Figure 6 provides a generic overview of interfaces between models, simulations, results and their repositories. These generic interfaces have to be tailored to the specific environment of the organization. Therefore, required information exchange and overlapping models have to be identified. Relevant information is then being forwarded to standardized interfaces for data exchange and is also used by methods to generate models, execute simulation, etc. Nevertheless, it is important to emphasize that not all information is needed everywhere. The challenges to connect models, simulation and results, as well as their repositories, is huge. Maybe an even bigger challenge is to provide effective and efficient management processes and activities for this, to really make a model-based development approach feasible. Especially the coordination of different approaches like process management, data management etc. is important. With this in mind, the importance and impact of a PLM approach becomes clear and shows the essential role of PLM in development.

6 Outlook

These definitions regarding system models should conduct further research and discussions. In future investigations, these findings have to be reviewed by analyzing specific use cases and also interdependencies with other approaches like PLM have to be evaluated. Especially the generation and evolution of system models out of emerging data and information seems to be of interest. Methods for example, alter the system model by adding more or better information. This filling process of the system model by methods and the resulting evolution of a system model over time have to be further examined. Furthermore, the triangle model, methods and tools as to be considered to describe and optimized its interplay, the exchange of information, etc. Well defined methods (method landscape) can be the enable for a well defined toolchain to generated and use the model and increase the quality of the development. The triangle is an enabler for consistency and traceability, but demands high resources and efforts to gain these benefits.
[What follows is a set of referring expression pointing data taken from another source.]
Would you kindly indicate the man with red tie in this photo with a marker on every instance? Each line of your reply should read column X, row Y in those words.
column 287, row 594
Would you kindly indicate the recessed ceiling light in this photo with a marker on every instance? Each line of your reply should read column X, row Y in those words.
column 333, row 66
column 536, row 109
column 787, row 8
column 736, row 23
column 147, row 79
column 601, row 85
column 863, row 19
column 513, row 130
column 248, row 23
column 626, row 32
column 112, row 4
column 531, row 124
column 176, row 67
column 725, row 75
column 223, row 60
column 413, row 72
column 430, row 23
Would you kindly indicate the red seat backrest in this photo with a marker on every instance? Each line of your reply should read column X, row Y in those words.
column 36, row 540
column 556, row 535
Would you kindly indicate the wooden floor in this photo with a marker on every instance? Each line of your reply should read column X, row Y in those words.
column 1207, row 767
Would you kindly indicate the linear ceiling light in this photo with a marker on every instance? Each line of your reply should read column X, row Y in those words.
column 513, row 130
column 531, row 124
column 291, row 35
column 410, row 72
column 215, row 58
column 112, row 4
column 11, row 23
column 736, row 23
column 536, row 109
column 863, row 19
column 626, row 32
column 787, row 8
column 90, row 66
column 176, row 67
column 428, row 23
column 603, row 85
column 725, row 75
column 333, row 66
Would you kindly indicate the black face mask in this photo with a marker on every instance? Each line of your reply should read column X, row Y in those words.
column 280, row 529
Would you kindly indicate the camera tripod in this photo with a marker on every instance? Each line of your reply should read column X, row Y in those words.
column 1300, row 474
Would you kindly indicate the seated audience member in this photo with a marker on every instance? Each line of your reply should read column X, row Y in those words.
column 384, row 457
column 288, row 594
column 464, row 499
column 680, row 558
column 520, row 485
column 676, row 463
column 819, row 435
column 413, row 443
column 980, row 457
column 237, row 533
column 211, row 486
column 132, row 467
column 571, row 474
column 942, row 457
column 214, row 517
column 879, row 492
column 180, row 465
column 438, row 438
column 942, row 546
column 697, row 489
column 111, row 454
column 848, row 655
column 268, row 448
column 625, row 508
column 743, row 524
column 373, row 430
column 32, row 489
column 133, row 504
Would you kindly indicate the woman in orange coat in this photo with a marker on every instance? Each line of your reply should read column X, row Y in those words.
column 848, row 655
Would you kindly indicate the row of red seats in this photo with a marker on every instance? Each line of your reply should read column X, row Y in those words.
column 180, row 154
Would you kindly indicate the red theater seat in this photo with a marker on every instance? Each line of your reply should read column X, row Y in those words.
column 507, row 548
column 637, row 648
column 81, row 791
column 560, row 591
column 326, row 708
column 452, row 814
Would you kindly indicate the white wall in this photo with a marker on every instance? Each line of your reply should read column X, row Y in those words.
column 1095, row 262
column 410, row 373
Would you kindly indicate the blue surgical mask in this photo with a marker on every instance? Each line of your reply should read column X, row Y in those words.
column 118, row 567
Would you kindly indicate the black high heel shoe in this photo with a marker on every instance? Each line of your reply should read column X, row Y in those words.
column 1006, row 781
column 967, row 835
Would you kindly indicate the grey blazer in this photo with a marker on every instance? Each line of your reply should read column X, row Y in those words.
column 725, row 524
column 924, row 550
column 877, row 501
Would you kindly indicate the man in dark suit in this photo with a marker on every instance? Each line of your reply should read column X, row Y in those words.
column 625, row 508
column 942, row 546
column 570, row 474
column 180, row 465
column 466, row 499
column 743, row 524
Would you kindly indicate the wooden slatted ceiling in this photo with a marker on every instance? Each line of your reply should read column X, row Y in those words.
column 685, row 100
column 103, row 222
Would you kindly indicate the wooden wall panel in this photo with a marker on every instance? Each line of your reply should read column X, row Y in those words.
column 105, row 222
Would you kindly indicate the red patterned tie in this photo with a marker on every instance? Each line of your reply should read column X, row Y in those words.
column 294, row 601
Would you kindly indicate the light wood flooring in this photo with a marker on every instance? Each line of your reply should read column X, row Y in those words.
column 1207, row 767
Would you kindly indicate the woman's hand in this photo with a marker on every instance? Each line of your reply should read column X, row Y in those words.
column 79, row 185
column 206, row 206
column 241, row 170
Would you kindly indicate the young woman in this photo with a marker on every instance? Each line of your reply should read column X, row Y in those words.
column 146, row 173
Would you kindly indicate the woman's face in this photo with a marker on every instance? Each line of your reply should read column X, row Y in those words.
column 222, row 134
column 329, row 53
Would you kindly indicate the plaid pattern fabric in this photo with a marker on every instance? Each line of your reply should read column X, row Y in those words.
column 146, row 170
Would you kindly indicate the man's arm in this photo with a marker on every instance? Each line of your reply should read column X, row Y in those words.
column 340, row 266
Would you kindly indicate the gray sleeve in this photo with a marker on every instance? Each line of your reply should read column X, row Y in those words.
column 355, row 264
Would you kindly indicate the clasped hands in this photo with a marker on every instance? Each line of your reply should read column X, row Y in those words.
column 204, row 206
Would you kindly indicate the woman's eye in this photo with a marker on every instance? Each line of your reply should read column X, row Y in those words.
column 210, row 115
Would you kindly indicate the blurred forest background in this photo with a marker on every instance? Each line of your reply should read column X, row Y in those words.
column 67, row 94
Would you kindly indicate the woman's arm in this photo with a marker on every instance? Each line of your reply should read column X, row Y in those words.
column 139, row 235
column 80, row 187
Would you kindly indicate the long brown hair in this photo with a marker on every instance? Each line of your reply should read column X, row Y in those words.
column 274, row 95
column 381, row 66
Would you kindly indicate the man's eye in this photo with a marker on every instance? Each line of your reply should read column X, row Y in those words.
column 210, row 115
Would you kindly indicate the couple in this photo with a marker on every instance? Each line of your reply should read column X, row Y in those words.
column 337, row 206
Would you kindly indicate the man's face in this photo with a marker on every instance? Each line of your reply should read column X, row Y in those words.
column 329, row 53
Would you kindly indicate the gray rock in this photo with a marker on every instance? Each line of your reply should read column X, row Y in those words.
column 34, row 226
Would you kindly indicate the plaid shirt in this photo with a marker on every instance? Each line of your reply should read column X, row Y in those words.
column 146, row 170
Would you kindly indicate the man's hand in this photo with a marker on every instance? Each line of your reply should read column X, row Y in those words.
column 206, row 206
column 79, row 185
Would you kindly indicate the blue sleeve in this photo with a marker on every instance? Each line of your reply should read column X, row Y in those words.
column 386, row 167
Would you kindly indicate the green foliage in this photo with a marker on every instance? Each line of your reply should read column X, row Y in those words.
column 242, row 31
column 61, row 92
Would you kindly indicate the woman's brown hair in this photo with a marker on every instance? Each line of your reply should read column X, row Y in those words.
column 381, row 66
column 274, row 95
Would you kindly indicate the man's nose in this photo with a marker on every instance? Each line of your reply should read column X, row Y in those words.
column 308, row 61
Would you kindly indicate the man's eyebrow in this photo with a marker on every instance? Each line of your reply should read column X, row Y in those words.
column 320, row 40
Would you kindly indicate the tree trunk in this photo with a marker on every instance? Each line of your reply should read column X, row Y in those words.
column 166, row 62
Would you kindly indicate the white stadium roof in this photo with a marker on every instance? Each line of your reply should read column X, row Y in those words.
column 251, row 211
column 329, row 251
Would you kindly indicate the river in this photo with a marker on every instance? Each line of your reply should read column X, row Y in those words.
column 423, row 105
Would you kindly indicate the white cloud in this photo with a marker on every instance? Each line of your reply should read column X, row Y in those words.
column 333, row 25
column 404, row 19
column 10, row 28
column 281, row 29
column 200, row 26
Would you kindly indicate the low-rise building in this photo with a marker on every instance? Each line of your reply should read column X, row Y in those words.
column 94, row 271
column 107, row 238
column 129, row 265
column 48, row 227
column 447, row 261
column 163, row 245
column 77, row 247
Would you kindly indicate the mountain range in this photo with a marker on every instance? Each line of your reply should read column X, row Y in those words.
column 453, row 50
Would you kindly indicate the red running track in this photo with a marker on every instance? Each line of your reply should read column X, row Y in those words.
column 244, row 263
The popular term digital twin, which is seen as a virtual and digital equivalent of a product or system [17], and the link to (system) models have to be considered in detail. Two scenarios, representing different point of views, are identified. An existing digital twin, as result from previous development activities, is used to collect production and in-use data and is on the contrary also delivering data back to development. This should lead to a more efficient development, decreasing development and production efforts in parallel to increasing quality and availability of the product. Furthermore, to provide customer services, approaches such as predictive maintenance should be supported. The other view describes the generation of the digital twin, which is not already existing. It can be interpreted as a derivation of a well-working PLM system (in first instance, which uses the information and relationships from the models) to one product with its own serial number. This means a digital twin can be understood as merged information which is available in a PLM system, but which is then derived from the PLM system. To manage increasing system complexity as well as to obtain customer satisfaction, model-based development is necessary to increase development efficiency. Therefore (system) models are an essential base, but further investigations about the link of system models and digital twin have to be done.

In conclusion, the use of multiple system models provides benefits and is a way to cope with the inadequacies of a central model. The placement of system models and specific models in a three-dimensional grid, is visualized as cube. With this classification scheme, the model landscape can be analyzed to identify, for example, overlapping areas of models.